The next paradigm in technology that noninvasively treats stones might be coming out of the University of Washington in Seattle, where researchers have demonstrated that a technology they developed using ultrasound moves stones within the kidney. (For more about this, see www.urologytimes.com/Ultrasound-stones.)
“They’ve demonstrated the ability to take a stone that fragments in the lower pole and move it out of the lower pole and into the ureter,” Dr. Averch said. “[In the future,] you may get a situation where you fragment a stone [with SWL regardless of location] and move it into the lower pole, then use this new technology to move the fragments out of the lower pole and to pass.”
Improvements in SWL technology have been minimal. Interestingly, the older-generation lithotripters are actually better than the newer-generation machines, according to Dr. Shah.
“The older machines had larger focal zones with much better shock wave penetration to the stone, so they pulverized and broke the stones much better. The newer shock wave lithotripters tend to have a tighter focal zone, which unfortunately do not break up stones as well and, potentially, increase your risk of complications, such as a hematoma,” Dr. Shah said.
Just how SWL will fare in the future continues to be up for debate, according to Dr. Shah. He said not only has ureteroscopy technology improved, but training for the procedure has, as well.

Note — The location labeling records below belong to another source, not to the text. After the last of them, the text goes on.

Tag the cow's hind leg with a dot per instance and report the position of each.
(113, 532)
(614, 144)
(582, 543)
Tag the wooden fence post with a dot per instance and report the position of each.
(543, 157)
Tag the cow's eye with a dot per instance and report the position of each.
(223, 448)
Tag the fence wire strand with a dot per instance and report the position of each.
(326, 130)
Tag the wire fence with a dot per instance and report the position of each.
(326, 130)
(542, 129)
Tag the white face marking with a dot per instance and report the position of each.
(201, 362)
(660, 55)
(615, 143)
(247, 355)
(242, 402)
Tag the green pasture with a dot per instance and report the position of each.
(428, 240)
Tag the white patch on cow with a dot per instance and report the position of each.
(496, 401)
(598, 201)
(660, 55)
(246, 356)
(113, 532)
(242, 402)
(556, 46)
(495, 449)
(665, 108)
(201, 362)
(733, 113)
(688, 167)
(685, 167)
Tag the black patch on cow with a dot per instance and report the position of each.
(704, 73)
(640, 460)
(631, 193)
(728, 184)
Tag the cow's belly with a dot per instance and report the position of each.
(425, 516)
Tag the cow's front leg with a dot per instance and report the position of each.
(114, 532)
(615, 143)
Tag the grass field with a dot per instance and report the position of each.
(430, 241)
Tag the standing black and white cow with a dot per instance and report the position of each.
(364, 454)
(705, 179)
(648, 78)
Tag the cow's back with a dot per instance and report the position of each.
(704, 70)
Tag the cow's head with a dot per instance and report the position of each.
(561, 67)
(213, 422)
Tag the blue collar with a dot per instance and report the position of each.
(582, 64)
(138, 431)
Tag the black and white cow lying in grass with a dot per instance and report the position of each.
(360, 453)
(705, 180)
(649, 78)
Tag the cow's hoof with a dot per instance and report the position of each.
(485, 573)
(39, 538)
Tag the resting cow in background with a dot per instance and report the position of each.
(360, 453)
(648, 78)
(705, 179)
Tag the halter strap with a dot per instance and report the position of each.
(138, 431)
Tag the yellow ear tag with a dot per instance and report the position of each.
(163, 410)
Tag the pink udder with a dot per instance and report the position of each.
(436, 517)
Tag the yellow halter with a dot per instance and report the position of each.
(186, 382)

“Newer data in the U.S. and Canada shows ureteroscopy volumes have been going up, while SWL volumes have essentially been going down,” Dr. Shah said. (For more about this trend, see www.urologytimes.com/SWL-URS) “The newer urologists coming out of residencies and fellowships now are much more prone to doing ureteroscopy over SWL because they’ve been better trained in it and the success rates are higher.”
Dr. Shah is a scientific advisor, consultant and lecturer for Boston Scientific and special government employee for the FDA. Dr. Matlaga is a consultant for Boston Scientific, and Dr. Averch is a speaker for Bard Medical.